[Ulster’s Stand For Union by Ronald McNeill]@TWC D-Link book
Ulster’s Stand For Union

CHAPTER IX
15/18

Anyhow, there was no divergence of opinion or sympathy between the two sexes in Ulster on the question of Union or Home Rule; and the women who everywhere attended the meetings in large numbers were no idle sightseers--though they were certainly hero-worshippers of the Ulster leader--but a genuine political force to be taken into account.
It was during the September campaign that the "wooden guns" and "dummy rifles" appeared, which excited so much derision in the English Radical Press, whose editors little dreamed that the day was not far distant when Mr.Asquith's Government would be glad enough to borrow those same dummy rifles for training the new levies of Kitchener's Army to fight the Germans.

So far as the Ulstermen were concerned the ridicule of their quasi-military display and equipment never had any sting in it.
They were conscious of the strength given to their cause by the discipline and military organisation of the volunteers, even if the weapons with which they drilled should never be replaced by the real thing; and many of them had an instinctive belief that their leaders would see to it that they were effectively armed all in good time.
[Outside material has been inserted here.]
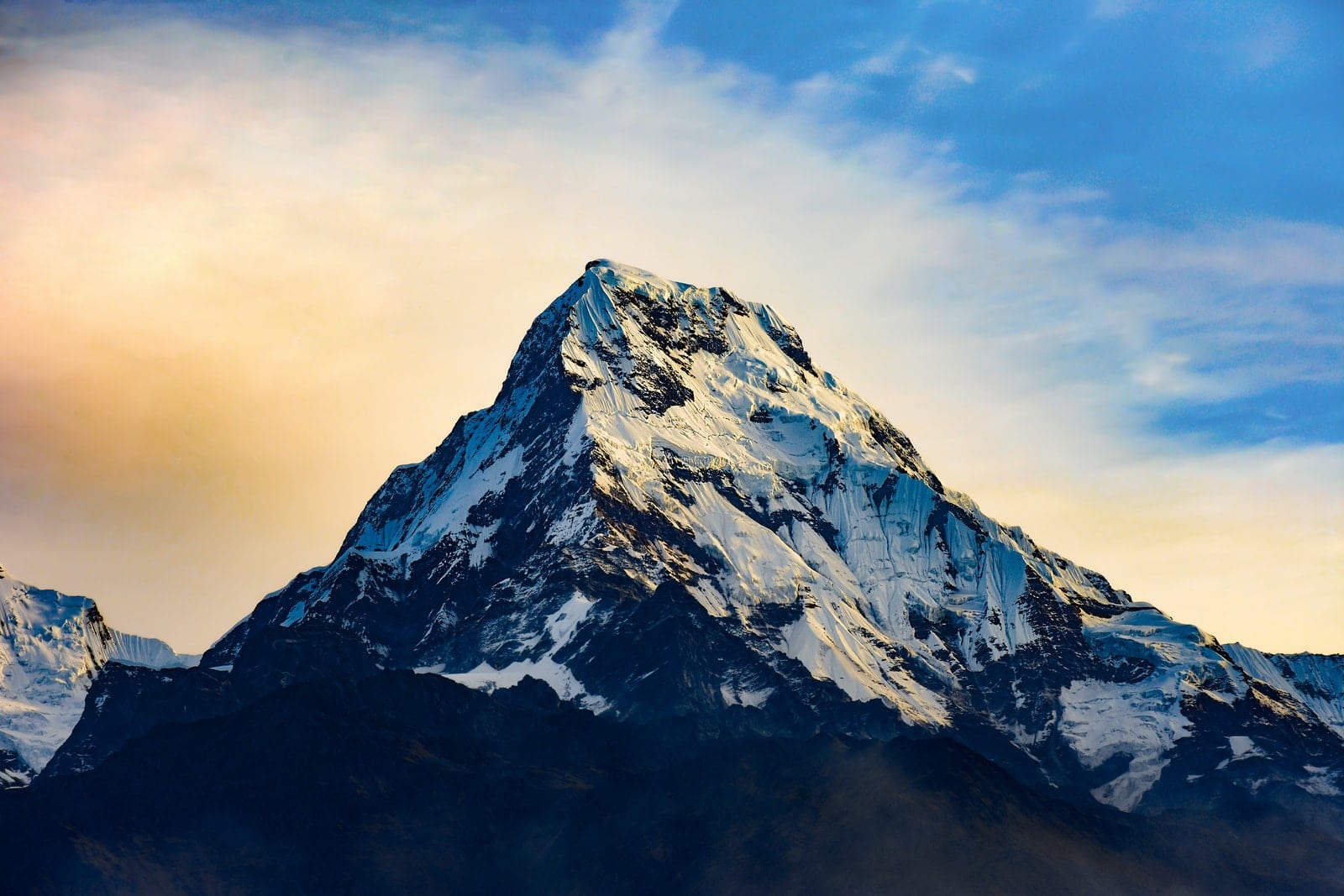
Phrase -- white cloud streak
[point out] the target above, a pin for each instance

And so with grim earnestness they recruited the various battalions of volunteers, gave up their evenings to drilling, provided cyclist corps, signalling corps, ambulances and nurses; they were proud to receive their leader with guards of honour at the station, and bodyguards while he drove through their town or district to the meetings where he spoke.
Few of them probably ever so much as heard of the gibes of _The Irish News_, _The Daily News_, or _The Westminster Gazette_ at the "royal progresses" of "King Carson"; but they would have been in no way upset by them if they had, for they were far too much in earnest themselves to pay heed to the cheap sneers of others.

At each one of the September meetings there was a military setting to the business of the day.

At Enniskillen Carson was conducted by a cavalry escort to the ground where he was to address the people; at Coleraine, Portadown, and other places volunteers lined the route and marched in column to and from the meeting.